Mailhardener is a service that allows you to monitor email for your domain(s) from the receiver's perspective. It allows you to see which computers are sending email using your domain(s) in the sender or return addresses. It also shows you which server received these emails, and how these emails were processed by the receiver (accepted, rejected or marked as spam).
These are not only the emails that are sent from your own email server, but also external parties such as marketing services, accounting, billing, etc. Then there are also the unauthorised senders, these are spammers, scammers, botnets and other fraudulent actors. Mailhardener will show you where emails originate from and if the receiver accepted these emails.
1. Mailhardener guides you in setting up the DMARC (Domain-based Message Authentication, Reporting and Conformance) standard to aggregate reports and instruct systems that receive email on how to process emails from your domain.
Setting up DMARC consists of adding a text record to your domain's DNS settings.
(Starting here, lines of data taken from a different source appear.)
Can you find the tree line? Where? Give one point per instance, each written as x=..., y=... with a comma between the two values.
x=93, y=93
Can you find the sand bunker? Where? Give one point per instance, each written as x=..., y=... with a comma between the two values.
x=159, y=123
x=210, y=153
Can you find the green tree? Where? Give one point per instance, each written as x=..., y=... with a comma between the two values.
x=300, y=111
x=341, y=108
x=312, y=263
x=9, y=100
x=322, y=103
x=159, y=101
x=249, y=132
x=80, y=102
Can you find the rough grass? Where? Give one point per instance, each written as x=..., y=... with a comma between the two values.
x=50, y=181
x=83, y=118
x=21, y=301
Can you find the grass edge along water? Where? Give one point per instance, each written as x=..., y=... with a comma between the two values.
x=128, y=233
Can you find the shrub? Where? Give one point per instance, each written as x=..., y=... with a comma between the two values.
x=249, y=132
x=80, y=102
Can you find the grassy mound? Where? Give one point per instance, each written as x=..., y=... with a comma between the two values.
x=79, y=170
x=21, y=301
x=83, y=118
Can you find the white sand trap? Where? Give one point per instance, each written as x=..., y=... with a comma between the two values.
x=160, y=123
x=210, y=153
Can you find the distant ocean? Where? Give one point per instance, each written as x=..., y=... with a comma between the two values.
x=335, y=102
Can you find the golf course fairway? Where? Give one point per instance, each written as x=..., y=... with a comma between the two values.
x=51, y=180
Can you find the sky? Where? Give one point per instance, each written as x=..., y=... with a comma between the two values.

At first, you'll start with a monitoring only setting, to start monitoring without risk of accidentally blocking your email.
2. With the monitoring in place, we'll help so setting up the various email sources (like your own email inbox, but also external services which you might use) in such way that these sources become trusted by the receivers. To do that, we leverage the SPF and DKIM standards.
3. Once all sources are set up correctly, you can start adjusting the DMARC settings to instruct receivers to quarantine or even reject emails that are not from a trusted source. This way you block unauthorized senders.
Any person or organisation that owns a domain name. Regardless if you run your own email server, or use a cloud email provider. Even if no email is sent from a domain it's useful to set up monitoring, as unauthorised senders might still try to use the domain name for their fraudulent activities.
For privacy reasons, the DMARC reports that Mailhardener processes for your domain contain very little information by design.
The reports do not contain email addresses, subjects, email contents or any other information that would allow a receiver of the report to extract any information that would be considered sensitive or private.